1           Introduction

As clinical applications of FES become more ambitious, they will become more dependent on prosthetic interfaces that provide sensing functions as well as neuromuscular stimulation. Information about residual voluntary movement of some limb segments is likely to provide a particularly useful source of command signals because such control is likely to be accompanied by conscious perception of movement and loading.  Information about the motion of the limb segments achieved by FES of paralyzed muscles will be necessary to replace the normal regulation of movement by spinal “reflex” circuitry.  

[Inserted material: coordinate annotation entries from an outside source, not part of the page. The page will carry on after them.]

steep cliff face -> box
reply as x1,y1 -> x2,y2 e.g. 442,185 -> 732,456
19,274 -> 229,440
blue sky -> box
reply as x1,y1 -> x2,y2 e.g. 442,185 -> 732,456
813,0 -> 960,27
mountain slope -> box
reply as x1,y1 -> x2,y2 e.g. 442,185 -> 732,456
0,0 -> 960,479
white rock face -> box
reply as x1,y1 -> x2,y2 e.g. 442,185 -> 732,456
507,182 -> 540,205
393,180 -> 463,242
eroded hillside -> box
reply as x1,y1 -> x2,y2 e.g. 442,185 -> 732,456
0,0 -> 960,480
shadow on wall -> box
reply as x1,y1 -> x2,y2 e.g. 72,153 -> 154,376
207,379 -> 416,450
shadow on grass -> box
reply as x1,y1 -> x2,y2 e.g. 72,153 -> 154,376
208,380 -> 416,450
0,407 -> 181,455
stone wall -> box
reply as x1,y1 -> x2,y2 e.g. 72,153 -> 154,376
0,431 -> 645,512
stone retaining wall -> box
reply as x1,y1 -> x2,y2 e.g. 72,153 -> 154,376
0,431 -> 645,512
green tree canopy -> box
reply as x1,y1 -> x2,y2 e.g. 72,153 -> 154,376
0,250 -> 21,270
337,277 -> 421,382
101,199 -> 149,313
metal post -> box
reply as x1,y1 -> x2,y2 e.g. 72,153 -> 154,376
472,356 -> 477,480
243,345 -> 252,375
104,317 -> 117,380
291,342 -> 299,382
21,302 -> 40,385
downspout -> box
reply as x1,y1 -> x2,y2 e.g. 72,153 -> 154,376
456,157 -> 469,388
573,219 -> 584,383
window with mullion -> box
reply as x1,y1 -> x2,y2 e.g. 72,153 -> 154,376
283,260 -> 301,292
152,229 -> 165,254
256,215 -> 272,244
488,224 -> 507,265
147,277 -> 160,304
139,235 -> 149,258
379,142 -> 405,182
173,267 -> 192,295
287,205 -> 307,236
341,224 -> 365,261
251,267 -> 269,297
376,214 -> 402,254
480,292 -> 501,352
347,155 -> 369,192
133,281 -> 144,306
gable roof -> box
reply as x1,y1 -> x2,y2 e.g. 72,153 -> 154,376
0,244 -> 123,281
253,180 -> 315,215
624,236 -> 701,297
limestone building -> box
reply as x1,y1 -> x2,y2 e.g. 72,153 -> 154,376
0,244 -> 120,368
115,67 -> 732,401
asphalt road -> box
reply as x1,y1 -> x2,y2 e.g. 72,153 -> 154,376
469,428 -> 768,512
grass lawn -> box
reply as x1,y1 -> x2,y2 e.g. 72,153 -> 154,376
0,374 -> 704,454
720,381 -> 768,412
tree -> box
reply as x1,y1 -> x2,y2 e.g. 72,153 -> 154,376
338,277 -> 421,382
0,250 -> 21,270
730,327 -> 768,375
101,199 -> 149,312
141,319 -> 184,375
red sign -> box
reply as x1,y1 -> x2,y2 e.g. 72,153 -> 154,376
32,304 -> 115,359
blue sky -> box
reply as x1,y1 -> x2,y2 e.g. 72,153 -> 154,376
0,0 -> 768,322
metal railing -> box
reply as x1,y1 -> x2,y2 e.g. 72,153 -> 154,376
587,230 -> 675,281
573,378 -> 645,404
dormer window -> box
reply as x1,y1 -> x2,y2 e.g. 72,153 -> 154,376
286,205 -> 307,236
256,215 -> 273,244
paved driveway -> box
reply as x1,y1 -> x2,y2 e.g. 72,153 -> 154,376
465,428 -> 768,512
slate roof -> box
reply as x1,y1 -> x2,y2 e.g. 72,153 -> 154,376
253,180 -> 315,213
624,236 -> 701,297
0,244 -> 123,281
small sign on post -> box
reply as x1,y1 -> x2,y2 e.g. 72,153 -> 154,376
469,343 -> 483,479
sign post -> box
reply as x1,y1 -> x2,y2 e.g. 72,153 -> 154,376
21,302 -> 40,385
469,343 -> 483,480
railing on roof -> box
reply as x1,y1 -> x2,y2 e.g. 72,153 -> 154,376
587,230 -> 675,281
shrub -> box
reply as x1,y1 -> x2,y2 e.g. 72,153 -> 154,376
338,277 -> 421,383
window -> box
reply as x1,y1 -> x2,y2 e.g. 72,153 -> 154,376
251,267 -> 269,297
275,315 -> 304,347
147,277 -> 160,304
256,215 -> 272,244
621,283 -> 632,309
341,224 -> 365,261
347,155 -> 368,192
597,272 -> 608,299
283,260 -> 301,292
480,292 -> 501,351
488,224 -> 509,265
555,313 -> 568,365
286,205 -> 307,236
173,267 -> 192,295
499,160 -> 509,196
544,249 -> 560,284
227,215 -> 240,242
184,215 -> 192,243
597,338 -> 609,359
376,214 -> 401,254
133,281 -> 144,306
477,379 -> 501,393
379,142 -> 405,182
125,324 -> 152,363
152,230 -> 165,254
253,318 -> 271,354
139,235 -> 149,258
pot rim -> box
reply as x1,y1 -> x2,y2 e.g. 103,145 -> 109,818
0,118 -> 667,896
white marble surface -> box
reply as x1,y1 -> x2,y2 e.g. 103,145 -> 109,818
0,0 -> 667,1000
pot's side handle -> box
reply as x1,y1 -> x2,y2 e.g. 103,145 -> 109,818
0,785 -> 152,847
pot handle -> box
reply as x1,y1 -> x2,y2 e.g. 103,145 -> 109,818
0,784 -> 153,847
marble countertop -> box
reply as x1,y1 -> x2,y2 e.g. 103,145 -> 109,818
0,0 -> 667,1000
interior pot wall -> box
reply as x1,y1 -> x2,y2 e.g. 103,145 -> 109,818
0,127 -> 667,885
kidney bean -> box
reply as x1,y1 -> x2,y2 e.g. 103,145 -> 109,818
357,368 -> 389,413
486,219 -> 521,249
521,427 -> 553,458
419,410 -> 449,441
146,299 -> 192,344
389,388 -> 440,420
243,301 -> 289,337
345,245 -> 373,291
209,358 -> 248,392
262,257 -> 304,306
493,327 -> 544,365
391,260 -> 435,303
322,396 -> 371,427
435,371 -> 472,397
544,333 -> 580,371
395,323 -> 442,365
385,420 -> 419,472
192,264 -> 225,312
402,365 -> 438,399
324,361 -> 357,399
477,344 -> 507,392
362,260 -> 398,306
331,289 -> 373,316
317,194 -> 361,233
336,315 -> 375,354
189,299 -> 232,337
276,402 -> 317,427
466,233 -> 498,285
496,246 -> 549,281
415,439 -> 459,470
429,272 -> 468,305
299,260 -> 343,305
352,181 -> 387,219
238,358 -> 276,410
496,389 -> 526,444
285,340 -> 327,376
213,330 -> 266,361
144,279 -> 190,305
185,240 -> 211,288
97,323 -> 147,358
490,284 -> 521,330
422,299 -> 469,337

Obtaining accurate and complete information about limb motion in a laboratory environment remains challenging; obtaining such information under field conditions of FES is daunting.  In particular, it will be necessary to avoid burdening patients and caregivers with externally worn components that are difficult to don and doff, exposed to mechanical damage, and unsightly.  Such considerations essentially eliminate conventional laboratory technologies such as imaged markers and electrogoniometers. 

2           Methods and Results

BION™ wireless microstimulators receive power and individually addressable command signals from an externally worn RF transmission coil [1].  One or more BIONs can be injected into various muscles or near muscle nerves to provide precise and selective control of the intensity and temporal patterning of individual muscle activation.  Additional BIONs can be injected at any time in a simple outpatient procedure.  BIONs are inert and biocompatible, so may be left in place indefinitely whether or not they are being used by the patient. BIONs have been used successfully for several years in clinical trials of therapeutic stimulation to prevent and reverse disuse atrophy [2].

Figure 1: BION1 implant now in clinical trials

In order to reanimate a paralyzed limb by FES, we anticipate implanting at least one BION into each paralyzed muscle. It would be convenient if these same modules could serve as sensors. As discussed below, the physical dimensions and packaging methods severely constrain the size, power consumption, and transduction methods that are feasible.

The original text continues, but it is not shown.